All those new demands, all those changes, all those fresh revenue-generating concepts came along after 1988. The B-C was doomed as the first patron clicked through the opening night turnstile to see the Blackhawks and Oilers that autumn night 25 years ago.
Is another commission going to come up with the answers? Can it find a way to build a new arena and maintain our other community assets without having to ask reluctant taxpayers to spend more? Can they make a case for lavishing cash on such things when basics like education and infrastructure need tending to?
Schools will always need more money. Roads will always need fixing. Sewer pipes break. All cities face these issues. No city does without arts, parks, civic attractions, or college/pro sports. Those who do are found in the hinterlands, where the city limits signs are almost back to back, separated by a few bars and a feed mill.
We should be able to do it all--that's what vibrant regions do. That's right, regions. Some surrounding counties that rely on Milwaukee for culture, diversions and employment are quick to say they want nothing to do with supporting a new arena via a tax. That's self-serving, short-sighted and, to put it bluntly, cowardly: yes, taxes are unpopular, but like pot-holed streets and busted pipes a part of life. As Milwaukee goes, so runs the regional engine. Try landing that Waukesha businessman's flight home from New York at Crites Field. Southeast Wisconsin grew because of Milwaukee and what it provides, and its quality-of-life attractions don't lose their allure at 124th Street, or at either County Line Road.
Indianapolis did bold things to turn itself from "Nap Town" two decades ago into a thriving destination. St. Louis and the Twin Cities, towns we see as athletically-competitive inferiors, come up with ways to build and thrive. Oklahoma City is the model many locals point to as our debate rages on, as commissions form and blue ribbon panels convene. Is that the course to follow? Let the conversation be enjoined, and quickly, because the clock is running.
Milwaukee had the vision and enthusiasm to do great things--a War Memorial, museums, libraries, the old Milwaukee Arena and a new stadium before it even had a major league team. That era's thinking got the jobs done, and the schools stayed open, the streets remained paved, the pipes fixed. New thinking, fresh ideas never go out of style, even though 25 year old buildings sometimes do.
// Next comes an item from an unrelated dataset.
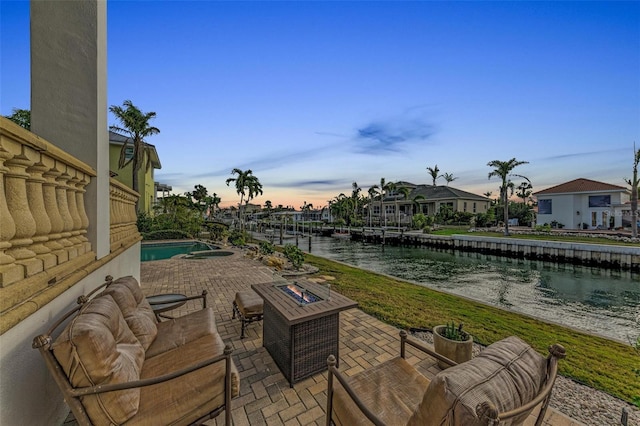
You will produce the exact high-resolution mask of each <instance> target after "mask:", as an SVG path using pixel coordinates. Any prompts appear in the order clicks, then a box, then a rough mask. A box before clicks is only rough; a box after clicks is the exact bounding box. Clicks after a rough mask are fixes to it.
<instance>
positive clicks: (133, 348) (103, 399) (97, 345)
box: [52, 295, 144, 424]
The Bradley Center debate is about more than the Bucks, the commission that met for the first time this week is about more than a new home for a staggering, last place NBA club. It's about keeping what we have--all of it--and building on it. The commission that started its work this week deserves the courtesy of at least being heard before select parts of the region go fiscally fetal and stick their collective heads in the sand.
We're out of Lloyds and Janes. No deep pocketed benefactor is riding in on a white horse to save our arena bacon--plus, the issue goes beyond a new building. A change-resistant community needs to step up and adopt new ways to preserve the old, foster the new.
Or is this commission, like the Bradley Center, also doomed from the start?